We are back to basics when it comes to mortgage underwriting. Lately it seems like underwriters are asking for things we haven't needed in a few years!! To make it easier on you when it comes to underwriting, make sure you give your loan officer everything they ask for. The basics are cash, credit, income and property.
Income is probably the most important. We need to verify 2 full years of employment. Every w-2 has to be accounted for. Make sure you give your loan officer all of your income history. If there is a gap of employment, you will need to write a letter to explain it. If the gap is over 6 months, you may need to be on your new job for a minimum of 6 months before you can get a new mortgage. Because most lenders are pulling your tax transcripts with the 4506T, make sure you give accurate information to your lender. If your spouse is self employed and there is a loss on the tax returns due to that job position, we have to account for the loss even if your spouse is not on the new loan. We have to show that the income we are using will continue for three years, so if you currently get child support and it will not continue for three years, we can't use it.
Credit is next. Your credit score will determine what loan you can qualify for, what your interest rate will be and what your down payment can be. Make sure you do not make any new purchases such as a car or furniture while your loan is in process. Make sure all your payments are on time. Lenders are verifying right before closing that the credit report has not changed and if it has, it may affect your loan approval. If you have late payments, especially in the last 12 months, you will need to write a letter of explanation. If you have credit inquiries, you will need to write a letter of explanation and if there is new debt, we will need to update the credit report.
Cash is also very important. Most programs require a down payment and closing costs. We have to verify the cash that is being used in the mortgage transaction. You will have to provide a bank statement (or 2) to show that you have enough cash for the transaction.

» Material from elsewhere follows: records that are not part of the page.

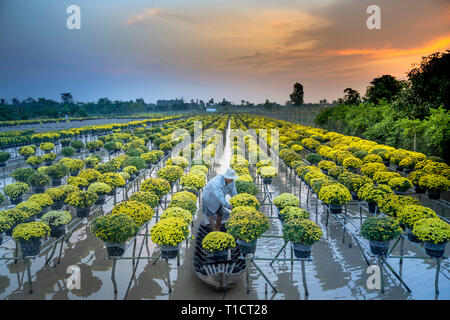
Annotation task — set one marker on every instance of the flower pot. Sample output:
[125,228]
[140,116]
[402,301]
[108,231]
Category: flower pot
[246,247]
[372,206]
[220,256]
[30,248]
[335,209]
[15,200]
[101,199]
[301,251]
[434,250]
[39,189]
[57,205]
[411,236]
[115,249]
[434,195]
[379,248]
[83,212]
[419,190]
[58,231]
[169,252]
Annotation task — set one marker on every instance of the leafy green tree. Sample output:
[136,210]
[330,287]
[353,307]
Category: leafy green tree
[297,95]
[384,87]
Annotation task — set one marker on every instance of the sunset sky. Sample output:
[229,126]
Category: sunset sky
[248,49]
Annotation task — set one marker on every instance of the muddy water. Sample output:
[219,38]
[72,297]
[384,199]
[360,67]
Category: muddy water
[337,269]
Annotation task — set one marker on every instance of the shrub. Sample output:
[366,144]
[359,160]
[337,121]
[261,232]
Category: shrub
[31,231]
[326,165]
[268,172]
[114,228]
[369,169]
[138,211]
[6,222]
[156,185]
[149,198]
[352,163]
[184,203]
[433,230]
[285,199]
[302,231]
[218,241]
[56,218]
[383,177]
[290,213]
[434,183]
[170,173]
[67,151]
[16,189]
[177,212]
[81,199]
[44,200]
[374,194]
[22,174]
[335,194]
[55,194]
[77,144]
[34,160]
[78,182]
[409,215]
[47,146]
[244,199]
[114,180]
[99,188]
[380,229]
[247,224]
[314,158]
[400,184]
[57,171]
[4,156]
[246,187]
[26,151]
[91,175]
[170,231]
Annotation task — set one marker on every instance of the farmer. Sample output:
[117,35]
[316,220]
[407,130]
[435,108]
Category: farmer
[214,197]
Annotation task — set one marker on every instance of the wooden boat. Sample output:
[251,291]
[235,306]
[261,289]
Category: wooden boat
[220,276]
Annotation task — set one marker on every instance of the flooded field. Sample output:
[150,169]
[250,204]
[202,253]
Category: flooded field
[338,269]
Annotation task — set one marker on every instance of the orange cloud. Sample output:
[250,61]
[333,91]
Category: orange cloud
[432,46]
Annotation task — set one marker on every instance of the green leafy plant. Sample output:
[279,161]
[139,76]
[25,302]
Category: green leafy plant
[302,231]
[16,189]
[218,241]
[56,218]
[31,231]
[114,228]
[380,229]
[433,230]
[285,199]
[244,199]
[410,214]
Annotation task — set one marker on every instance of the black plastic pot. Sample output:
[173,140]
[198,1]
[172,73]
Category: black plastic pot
[169,252]
[15,200]
[335,209]
[246,247]
[434,195]
[301,251]
[30,248]
[83,212]
[115,249]
[57,231]
[379,248]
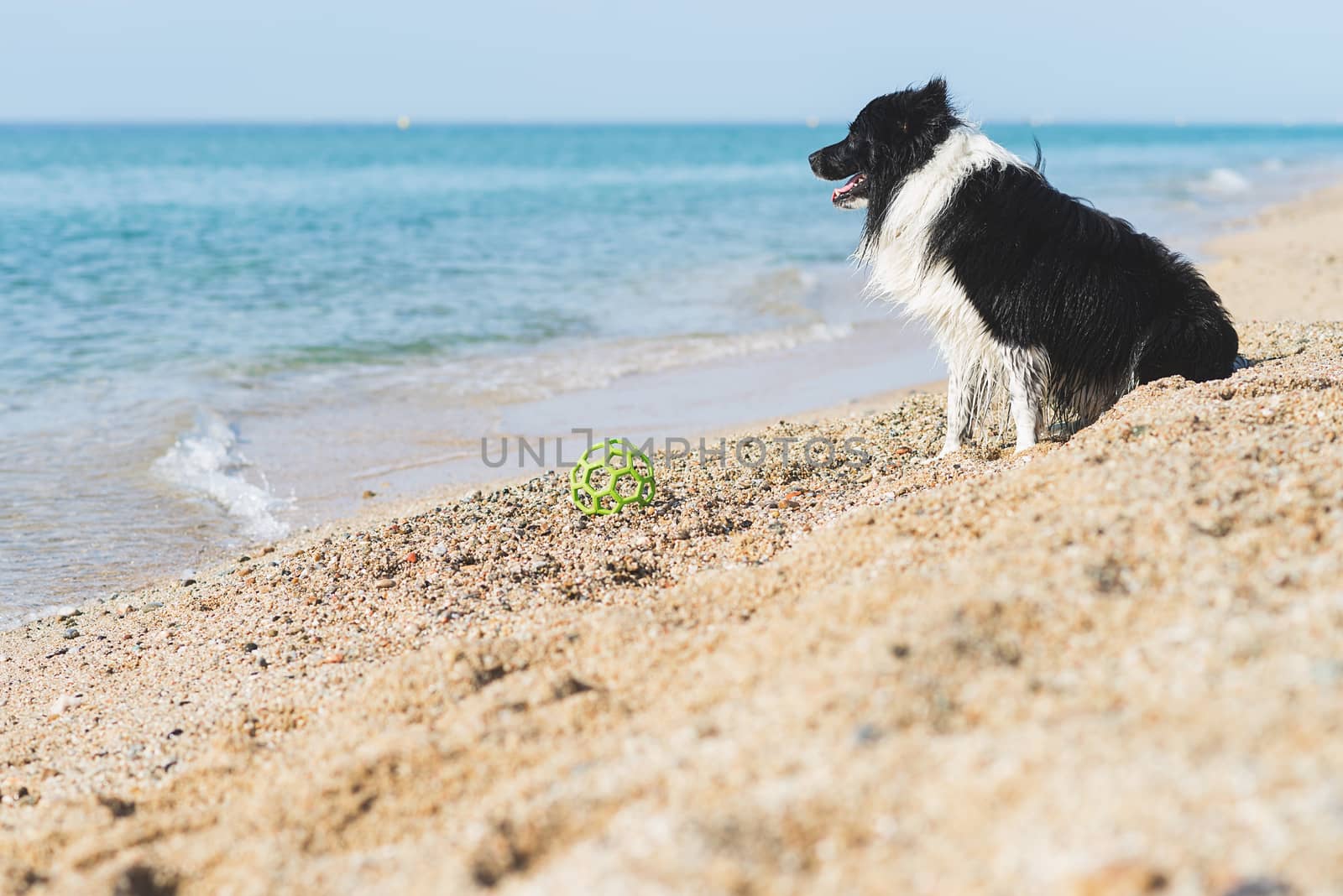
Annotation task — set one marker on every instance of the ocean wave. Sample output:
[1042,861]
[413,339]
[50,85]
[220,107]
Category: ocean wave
[207,461]
[1222,181]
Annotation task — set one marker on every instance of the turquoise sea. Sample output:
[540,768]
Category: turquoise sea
[212,336]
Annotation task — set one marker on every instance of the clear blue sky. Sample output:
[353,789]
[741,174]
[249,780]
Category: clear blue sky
[673,60]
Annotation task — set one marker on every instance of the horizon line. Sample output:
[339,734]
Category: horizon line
[1032,121]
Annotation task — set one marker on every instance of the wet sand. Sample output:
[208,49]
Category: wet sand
[1107,665]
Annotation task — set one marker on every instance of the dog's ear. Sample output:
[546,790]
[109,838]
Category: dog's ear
[935,91]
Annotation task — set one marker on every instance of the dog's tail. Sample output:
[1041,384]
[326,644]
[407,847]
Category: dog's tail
[1197,342]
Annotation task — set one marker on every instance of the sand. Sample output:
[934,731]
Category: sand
[1107,665]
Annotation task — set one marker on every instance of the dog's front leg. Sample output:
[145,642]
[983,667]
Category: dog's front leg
[959,407]
[1027,380]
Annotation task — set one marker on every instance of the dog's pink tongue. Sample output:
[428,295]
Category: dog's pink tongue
[844,190]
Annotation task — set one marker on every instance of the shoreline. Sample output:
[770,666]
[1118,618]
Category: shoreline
[1101,663]
[403,445]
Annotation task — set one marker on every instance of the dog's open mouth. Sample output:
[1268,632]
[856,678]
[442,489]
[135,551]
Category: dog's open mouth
[848,190]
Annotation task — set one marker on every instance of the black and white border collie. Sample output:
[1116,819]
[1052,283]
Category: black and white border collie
[1022,286]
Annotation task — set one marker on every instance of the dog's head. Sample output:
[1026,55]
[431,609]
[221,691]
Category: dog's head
[891,138]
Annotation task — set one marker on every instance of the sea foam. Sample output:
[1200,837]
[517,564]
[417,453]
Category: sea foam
[208,461]
[1222,181]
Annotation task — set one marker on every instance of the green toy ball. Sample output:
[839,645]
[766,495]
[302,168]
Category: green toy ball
[611,475]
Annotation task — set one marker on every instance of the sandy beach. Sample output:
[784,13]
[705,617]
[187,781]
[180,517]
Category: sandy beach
[1108,665]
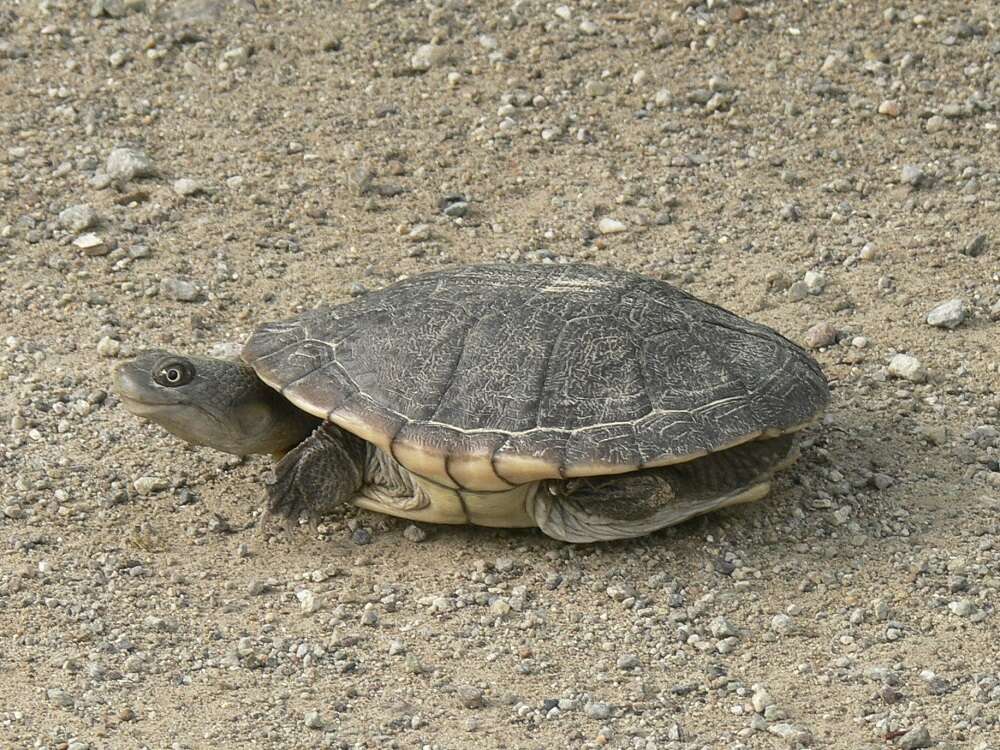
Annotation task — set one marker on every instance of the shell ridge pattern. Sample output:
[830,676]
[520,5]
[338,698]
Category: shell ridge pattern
[452,379]
[624,310]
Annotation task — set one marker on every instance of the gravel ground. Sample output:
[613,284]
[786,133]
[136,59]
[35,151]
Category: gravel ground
[172,173]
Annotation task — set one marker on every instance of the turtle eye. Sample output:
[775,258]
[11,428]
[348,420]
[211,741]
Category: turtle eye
[173,373]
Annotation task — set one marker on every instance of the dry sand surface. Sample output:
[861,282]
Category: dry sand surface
[831,169]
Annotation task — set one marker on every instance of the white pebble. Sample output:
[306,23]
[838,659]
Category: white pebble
[607,225]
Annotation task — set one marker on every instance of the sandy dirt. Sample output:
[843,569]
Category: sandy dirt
[799,163]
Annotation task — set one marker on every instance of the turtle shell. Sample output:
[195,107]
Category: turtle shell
[486,377]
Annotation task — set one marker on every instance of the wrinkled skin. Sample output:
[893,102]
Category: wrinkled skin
[214,402]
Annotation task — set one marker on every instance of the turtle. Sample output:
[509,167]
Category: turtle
[590,402]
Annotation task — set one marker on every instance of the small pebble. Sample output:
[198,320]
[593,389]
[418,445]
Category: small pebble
[607,225]
[78,218]
[599,711]
[907,367]
[414,533]
[127,164]
[313,720]
[782,624]
[148,485]
[948,314]
[91,245]
[469,696]
[186,186]
[916,738]
[361,536]
[180,289]
[820,335]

You may also need reserves (money that you will have left over after closing). Look over your bank statements, if there is a large deposit an underwriter will want an explanation and proof of where that money came from. If you are getting a gift, you may need a copy of the donor's bank statement showing they have the money to give you.

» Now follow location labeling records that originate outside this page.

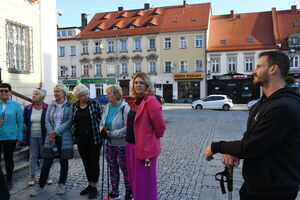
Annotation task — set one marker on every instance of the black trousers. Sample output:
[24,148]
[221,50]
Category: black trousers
[89,154]
[8,148]
[244,195]
[47,162]
[4,194]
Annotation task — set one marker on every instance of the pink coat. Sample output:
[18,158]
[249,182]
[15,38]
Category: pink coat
[149,126]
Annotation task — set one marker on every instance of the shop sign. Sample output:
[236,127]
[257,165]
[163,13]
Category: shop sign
[188,76]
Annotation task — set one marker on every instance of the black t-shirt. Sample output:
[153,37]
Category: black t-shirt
[83,121]
[130,117]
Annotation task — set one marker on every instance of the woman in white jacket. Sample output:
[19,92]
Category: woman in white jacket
[114,123]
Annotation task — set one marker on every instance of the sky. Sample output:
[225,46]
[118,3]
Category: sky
[72,9]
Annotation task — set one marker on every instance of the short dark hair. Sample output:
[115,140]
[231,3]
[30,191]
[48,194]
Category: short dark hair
[278,58]
[5,85]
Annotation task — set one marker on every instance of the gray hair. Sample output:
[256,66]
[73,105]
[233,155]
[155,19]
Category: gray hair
[79,89]
[62,88]
[116,90]
[43,92]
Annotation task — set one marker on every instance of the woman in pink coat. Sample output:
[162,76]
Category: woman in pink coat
[145,126]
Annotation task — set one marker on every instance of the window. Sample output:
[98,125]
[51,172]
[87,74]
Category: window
[62,51]
[152,67]
[198,40]
[70,33]
[137,45]
[62,70]
[231,64]
[137,67]
[152,44]
[183,66]
[86,70]
[85,48]
[215,65]
[98,70]
[111,46]
[198,66]
[72,50]
[183,42]
[97,47]
[248,64]
[124,68]
[73,71]
[295,62]
[123,45]
[167,43]
[111,69]
[223,41]
[168,66]
[19,48]
[64,33]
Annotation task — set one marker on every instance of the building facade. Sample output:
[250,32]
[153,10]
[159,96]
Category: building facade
[27,35]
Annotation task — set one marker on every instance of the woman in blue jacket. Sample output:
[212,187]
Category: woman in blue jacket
[11,129]
[34,118]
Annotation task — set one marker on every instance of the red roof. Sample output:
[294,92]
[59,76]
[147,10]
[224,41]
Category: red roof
[245,31]
[284,24]
[155,20]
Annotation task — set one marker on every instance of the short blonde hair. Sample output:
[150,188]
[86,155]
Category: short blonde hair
[80,88]
[116,90]
[62,88]
[148,84]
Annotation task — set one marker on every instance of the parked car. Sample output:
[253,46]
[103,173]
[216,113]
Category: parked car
[213,102]
[102,99]
[252,103]
[130,99]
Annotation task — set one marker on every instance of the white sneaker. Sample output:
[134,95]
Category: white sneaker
[49,180]
[61,189]
[37,191]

The property you are buying has to appraise for the sales price. Sometimes there are problems with the appraisals as underwriters want to know what homes are selling for in your neighborhood within the last 3 to 6 months. Usually most of the homes used for comparisons are within 1 mile of your property and recent sales – plus comparable in size and type of home. The home also has to be in good condition. FHA and VA appraisers may require repairs to be made to the home.

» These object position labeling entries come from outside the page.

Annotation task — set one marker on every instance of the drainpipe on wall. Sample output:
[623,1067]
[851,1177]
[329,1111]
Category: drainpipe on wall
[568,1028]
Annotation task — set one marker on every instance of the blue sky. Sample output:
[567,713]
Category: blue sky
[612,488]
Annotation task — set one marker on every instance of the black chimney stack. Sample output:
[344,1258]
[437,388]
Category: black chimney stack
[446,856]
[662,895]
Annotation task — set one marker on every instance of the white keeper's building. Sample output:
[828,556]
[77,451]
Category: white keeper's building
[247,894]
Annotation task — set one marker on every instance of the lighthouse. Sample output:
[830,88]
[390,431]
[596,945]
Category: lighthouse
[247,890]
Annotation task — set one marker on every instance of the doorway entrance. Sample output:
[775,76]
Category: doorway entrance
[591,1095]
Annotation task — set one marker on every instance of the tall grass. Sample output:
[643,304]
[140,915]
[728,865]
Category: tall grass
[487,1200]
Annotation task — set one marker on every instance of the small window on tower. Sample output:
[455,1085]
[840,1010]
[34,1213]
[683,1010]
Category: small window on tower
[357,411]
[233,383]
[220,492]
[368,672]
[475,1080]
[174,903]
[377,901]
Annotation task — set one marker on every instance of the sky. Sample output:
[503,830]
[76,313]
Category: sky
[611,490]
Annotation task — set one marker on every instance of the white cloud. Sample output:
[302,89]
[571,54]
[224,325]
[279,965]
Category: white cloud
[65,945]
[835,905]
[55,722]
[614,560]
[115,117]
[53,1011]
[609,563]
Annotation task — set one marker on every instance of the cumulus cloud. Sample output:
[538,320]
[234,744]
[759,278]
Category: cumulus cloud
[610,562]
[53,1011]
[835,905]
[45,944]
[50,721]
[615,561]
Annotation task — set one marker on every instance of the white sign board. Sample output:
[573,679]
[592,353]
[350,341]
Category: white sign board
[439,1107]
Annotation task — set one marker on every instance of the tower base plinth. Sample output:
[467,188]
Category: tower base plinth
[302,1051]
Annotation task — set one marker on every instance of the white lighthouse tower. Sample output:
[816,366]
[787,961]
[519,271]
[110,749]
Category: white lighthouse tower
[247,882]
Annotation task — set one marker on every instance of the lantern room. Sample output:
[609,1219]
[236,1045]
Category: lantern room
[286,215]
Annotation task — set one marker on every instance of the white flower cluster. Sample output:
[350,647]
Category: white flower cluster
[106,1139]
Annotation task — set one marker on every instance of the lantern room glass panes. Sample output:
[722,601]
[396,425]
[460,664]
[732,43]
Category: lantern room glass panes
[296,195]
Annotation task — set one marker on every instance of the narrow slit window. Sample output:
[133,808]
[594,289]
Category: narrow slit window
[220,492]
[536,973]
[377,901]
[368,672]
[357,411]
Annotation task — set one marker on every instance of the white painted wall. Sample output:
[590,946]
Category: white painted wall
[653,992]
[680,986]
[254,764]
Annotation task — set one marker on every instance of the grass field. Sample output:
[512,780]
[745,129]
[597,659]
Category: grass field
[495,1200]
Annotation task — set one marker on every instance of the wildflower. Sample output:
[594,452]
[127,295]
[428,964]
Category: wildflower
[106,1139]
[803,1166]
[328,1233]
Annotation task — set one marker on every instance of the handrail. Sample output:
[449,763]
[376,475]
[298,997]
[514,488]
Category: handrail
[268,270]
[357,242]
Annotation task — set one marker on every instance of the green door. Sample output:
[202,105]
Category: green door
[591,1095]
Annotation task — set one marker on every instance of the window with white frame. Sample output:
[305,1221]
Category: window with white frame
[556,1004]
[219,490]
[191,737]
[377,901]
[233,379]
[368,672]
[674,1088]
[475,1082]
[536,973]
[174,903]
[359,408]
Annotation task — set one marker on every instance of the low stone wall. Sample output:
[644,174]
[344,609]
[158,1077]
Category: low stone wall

With mortgage volume where it is now due to the low interest rates, the more information you can give your loan officer, the easier the process will be for you. It is better to be upfront with any issues and make sure you tell your loan officer if anything changes. The mortgage company will verify your income, but they will verify it a second time within a day or two of closing. They will also update the credit information right before closing. These things could affect a mortgage that had an underwriting final approval.
It sounds so good.*
Great way to make sure that prospective clients who want to avail mortgages have a secure way to get it approve for use.